I used to be lazy, in the days when I had more time than I knew what to do with it. My default modes were sleeping, eating or working. There wasn’t much in between.

More recently I’m more tired or busy than lazy and would rather spend my free time moo-ing like a cow for Elfie (although I’m not into cows exclusively, I’m open to baa-ing and neigh-ing too) over cooking for a dinner party. But I would still never invite anyone round for dinner without expecting to serve them a full three courses, or serving them something that wasn’t home-made in an immaculate house with ironed linen napkins. It’s a standard I unwittingly set around five years ago and I’m now too stubborn to renege on it. I know, I know.

This Pea, Mint and Pancetta soup is my go-to starter when I’m really pushed on time or energy. Minimal ingredients, minimal cooking, minimal calories but maximum taste.

Pea, Mint and Pancetta Soup
 
I must admit to having used a couple of teaspoons of mint jelly in this recipe when I haven’t had any fresh mint to hand. I couldn’t possibly condone such behaviour.
Recipe type: Starter
Serves: 4
Ingredients
  • 500g frozen peas
  • Decent handful fresh mint leaves
  • 1 tbsp Olive Oil
  • 4 tbsp Creme Fraiche (I use a low-fat one when I’m feeling saintly and add a splash of double cream when not)
  • Salt and pepper
  • Small pack pancetta (between 70-100g)
Instructions
  1. Put the frozen peas into a saucepan and cover with boiling water.
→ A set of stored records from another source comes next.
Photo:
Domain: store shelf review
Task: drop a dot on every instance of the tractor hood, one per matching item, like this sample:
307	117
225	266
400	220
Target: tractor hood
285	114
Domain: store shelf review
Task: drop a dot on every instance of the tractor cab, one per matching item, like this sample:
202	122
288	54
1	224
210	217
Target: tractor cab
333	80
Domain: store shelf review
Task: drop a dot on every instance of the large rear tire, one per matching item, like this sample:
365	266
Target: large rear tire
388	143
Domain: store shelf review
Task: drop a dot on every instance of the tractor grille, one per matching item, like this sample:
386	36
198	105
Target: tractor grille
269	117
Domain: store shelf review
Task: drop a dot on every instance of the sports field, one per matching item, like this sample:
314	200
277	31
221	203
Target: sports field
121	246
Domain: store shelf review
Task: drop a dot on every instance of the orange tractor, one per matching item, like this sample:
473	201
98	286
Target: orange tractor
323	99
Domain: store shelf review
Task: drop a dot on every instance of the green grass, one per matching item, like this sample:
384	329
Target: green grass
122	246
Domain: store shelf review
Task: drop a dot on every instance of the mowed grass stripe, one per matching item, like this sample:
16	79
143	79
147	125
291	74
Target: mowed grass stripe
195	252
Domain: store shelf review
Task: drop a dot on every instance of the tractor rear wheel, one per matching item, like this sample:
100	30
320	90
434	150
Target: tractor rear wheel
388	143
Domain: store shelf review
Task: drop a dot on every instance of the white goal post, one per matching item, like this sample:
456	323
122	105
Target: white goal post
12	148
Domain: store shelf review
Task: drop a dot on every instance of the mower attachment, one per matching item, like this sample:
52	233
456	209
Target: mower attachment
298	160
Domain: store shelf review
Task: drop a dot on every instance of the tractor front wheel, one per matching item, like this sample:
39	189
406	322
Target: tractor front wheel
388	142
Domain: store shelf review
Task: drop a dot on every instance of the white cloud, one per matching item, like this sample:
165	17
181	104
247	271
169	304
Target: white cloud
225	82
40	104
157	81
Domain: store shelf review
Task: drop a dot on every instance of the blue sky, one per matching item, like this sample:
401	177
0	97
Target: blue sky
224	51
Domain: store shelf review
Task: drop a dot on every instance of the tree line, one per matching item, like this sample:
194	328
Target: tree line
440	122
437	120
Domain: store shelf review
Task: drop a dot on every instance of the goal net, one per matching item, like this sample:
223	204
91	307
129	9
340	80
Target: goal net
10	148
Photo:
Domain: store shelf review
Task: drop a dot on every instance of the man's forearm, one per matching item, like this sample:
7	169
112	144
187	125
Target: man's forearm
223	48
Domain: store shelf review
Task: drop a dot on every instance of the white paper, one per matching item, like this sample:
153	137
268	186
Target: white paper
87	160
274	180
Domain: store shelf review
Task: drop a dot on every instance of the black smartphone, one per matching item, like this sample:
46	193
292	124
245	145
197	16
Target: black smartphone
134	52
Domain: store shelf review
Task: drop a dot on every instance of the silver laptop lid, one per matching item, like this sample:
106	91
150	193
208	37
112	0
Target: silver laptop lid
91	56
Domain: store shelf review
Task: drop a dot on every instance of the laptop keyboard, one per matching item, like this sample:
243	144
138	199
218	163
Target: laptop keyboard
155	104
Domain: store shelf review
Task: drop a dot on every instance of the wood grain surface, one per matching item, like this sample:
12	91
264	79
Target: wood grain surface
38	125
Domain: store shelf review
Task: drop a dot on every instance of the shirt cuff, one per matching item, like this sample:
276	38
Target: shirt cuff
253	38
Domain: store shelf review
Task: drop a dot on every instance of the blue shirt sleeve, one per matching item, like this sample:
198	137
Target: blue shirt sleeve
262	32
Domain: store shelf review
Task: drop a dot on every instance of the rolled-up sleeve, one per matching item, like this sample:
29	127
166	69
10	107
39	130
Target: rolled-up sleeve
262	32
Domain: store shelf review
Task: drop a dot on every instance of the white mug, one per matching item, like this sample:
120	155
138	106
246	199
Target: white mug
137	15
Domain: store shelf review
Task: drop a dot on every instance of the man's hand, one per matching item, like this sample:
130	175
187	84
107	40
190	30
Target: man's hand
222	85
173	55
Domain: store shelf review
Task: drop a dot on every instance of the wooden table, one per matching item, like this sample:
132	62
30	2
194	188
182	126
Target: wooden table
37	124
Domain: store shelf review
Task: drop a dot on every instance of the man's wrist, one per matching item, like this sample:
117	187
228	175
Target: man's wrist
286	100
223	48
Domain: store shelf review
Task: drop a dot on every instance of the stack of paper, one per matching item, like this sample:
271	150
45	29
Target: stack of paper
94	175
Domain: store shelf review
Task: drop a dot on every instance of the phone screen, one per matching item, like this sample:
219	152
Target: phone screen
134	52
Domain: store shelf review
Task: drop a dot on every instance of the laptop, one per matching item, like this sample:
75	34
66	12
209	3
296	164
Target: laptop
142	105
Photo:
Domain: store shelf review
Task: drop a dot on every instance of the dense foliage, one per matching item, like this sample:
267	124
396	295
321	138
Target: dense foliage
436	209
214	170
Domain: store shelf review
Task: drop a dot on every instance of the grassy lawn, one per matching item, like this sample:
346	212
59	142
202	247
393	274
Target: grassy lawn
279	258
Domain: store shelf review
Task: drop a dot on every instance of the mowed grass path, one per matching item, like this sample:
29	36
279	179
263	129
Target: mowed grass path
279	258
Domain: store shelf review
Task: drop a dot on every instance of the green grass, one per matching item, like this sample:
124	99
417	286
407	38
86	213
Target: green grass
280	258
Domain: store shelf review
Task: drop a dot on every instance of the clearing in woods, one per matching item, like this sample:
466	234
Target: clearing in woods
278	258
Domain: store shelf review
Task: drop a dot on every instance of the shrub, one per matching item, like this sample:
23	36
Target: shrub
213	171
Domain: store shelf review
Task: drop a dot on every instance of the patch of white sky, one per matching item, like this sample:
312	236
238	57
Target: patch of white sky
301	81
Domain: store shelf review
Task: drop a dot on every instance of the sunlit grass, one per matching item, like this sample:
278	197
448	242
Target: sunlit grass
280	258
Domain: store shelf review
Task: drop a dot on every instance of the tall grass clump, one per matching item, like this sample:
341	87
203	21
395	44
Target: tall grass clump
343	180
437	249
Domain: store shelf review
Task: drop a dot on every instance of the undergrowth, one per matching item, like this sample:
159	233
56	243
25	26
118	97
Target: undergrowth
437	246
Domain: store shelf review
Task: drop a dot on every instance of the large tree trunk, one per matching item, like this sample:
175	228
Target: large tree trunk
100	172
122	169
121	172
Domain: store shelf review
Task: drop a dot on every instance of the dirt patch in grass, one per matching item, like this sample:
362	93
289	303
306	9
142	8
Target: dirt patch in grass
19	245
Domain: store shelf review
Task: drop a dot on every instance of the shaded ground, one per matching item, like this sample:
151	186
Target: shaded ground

Bring to the boil and add the mint. Cook for five minutes, or until peas are lovely and tender.
  2. Take off the heat and drain, reserving the cooking liquid. Put the peas and mint into a liquidiser and add enough liquid to just cover the peas.
  3. Blend until smooth. Add olive oil, creme fraiche and seasoning to taste. Blend again to combine.
  4. In a separate frying pan fry the pancetta on a medium-high heat until brown and crispy.
  5. Serve the soup in bowls with pancetta scattered on top.